Published by R.J. Waters in 1898, each card presents oval photographic views of California. The reverse of the cards has the California State Seal on a grey background surrounded by orange poppies with brown centres. Above the seal are the words “STATE FLOWER” and below it is “CALIFORNIA POPPY”
See: Hochman Encyclopedia of American playing Cards, p. 255 no. S12.
A similar pack of California souvenir playing cards was published in 1907 by M. Rieder (probably the successor to Waters). In this edition the indices are in a heavier typeface and the oval photographs are surrounded by a border. The reverse is almost identical to the earlier pack except the poppies do not have the brown centres. In addition, the photo scenes on the cards are different.

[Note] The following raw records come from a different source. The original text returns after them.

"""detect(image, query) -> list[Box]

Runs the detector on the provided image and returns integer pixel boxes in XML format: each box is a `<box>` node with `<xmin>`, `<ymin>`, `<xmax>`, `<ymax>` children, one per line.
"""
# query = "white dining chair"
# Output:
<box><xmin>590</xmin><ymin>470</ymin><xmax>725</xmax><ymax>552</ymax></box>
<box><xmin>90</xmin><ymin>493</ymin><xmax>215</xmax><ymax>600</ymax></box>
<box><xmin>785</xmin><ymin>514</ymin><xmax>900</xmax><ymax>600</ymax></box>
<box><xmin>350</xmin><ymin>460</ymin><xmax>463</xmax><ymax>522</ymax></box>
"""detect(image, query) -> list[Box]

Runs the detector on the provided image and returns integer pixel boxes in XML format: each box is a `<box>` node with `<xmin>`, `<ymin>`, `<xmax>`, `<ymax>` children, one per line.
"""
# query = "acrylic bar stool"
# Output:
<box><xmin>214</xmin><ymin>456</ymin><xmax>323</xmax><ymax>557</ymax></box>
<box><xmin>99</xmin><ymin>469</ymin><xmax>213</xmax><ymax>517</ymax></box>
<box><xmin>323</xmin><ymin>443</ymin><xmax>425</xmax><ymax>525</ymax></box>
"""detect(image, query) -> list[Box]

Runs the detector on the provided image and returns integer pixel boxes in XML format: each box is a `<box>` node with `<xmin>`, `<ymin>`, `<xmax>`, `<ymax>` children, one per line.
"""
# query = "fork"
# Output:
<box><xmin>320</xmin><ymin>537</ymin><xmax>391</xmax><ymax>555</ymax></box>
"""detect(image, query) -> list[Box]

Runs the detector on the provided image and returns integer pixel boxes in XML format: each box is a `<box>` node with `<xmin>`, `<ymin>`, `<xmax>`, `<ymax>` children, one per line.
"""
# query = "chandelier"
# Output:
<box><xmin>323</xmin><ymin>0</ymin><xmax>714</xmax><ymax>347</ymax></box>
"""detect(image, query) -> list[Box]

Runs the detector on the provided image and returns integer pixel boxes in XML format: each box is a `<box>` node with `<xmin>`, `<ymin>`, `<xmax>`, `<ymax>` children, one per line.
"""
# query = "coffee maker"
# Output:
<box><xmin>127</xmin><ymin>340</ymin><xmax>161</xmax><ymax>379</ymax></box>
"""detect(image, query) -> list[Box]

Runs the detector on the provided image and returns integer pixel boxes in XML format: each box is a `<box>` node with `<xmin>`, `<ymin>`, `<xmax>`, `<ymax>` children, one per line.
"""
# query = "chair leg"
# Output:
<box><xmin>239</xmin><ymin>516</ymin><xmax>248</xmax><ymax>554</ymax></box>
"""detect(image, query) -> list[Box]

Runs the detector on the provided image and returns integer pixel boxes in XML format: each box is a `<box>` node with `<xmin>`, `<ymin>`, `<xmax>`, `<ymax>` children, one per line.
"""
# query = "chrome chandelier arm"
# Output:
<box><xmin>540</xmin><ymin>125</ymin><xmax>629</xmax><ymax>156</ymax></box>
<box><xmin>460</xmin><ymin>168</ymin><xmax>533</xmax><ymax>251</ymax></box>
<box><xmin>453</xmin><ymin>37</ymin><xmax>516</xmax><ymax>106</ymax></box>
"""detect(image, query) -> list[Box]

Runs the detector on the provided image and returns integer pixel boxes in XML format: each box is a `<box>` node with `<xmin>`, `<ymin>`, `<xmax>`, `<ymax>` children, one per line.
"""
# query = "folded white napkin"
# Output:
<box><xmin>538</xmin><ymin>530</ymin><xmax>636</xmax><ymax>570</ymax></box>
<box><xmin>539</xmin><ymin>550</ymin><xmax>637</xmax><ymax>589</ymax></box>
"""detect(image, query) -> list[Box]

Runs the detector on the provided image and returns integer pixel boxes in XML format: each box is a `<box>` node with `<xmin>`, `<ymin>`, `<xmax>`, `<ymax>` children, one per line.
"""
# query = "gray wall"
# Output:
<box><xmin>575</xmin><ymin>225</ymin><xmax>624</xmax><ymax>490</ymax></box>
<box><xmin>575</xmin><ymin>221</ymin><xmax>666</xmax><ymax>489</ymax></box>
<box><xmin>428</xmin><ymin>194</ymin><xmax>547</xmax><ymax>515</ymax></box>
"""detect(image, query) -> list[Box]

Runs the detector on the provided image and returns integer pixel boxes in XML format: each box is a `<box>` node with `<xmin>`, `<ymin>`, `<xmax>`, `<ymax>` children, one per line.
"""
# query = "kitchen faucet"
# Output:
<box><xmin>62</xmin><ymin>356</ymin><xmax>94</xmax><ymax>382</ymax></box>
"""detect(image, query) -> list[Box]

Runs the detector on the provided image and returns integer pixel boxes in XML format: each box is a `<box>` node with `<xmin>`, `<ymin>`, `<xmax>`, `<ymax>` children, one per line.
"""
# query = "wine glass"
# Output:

See: Hochman Encyclopedia of American Playing cards, p. 255 no. S13.
By Peter Burnett
Member since July 27, 2022
I graduated in Russian and East European Studies from Birmingham University in 1969. It was as an undergraduate in Moscow in 1968 that I stumbled upon my first 3 packs of “unusual” playing cards which fired my curiosity and thence my life-long interest. I began researching and collecting cards in the early 1970s, since when I’ve acquired over 3,330 packs of non-standard cards, mainly from North America, UK and Western Europe, and of course from Russia and the former communist countries.
Following my retirement from the Bodleian Library in Dec. 2007 I took up a new role as Head of Library Development at the International Network for the Availability of Scientific Publications (INASP) to support library development in low-income countries. This work necessitated regular training visits to many sub-Saharan African countries and also further afield, to Vietnam, Nepal and Bangladesh – all of which provided rich opportunities to further expand my playing card collection.
Since 2019 I’ve been working part-time in the Bodleian Library where I’ve been cataloguing the bequest of the late Donald Welsh, founder of the English Playing Card Society.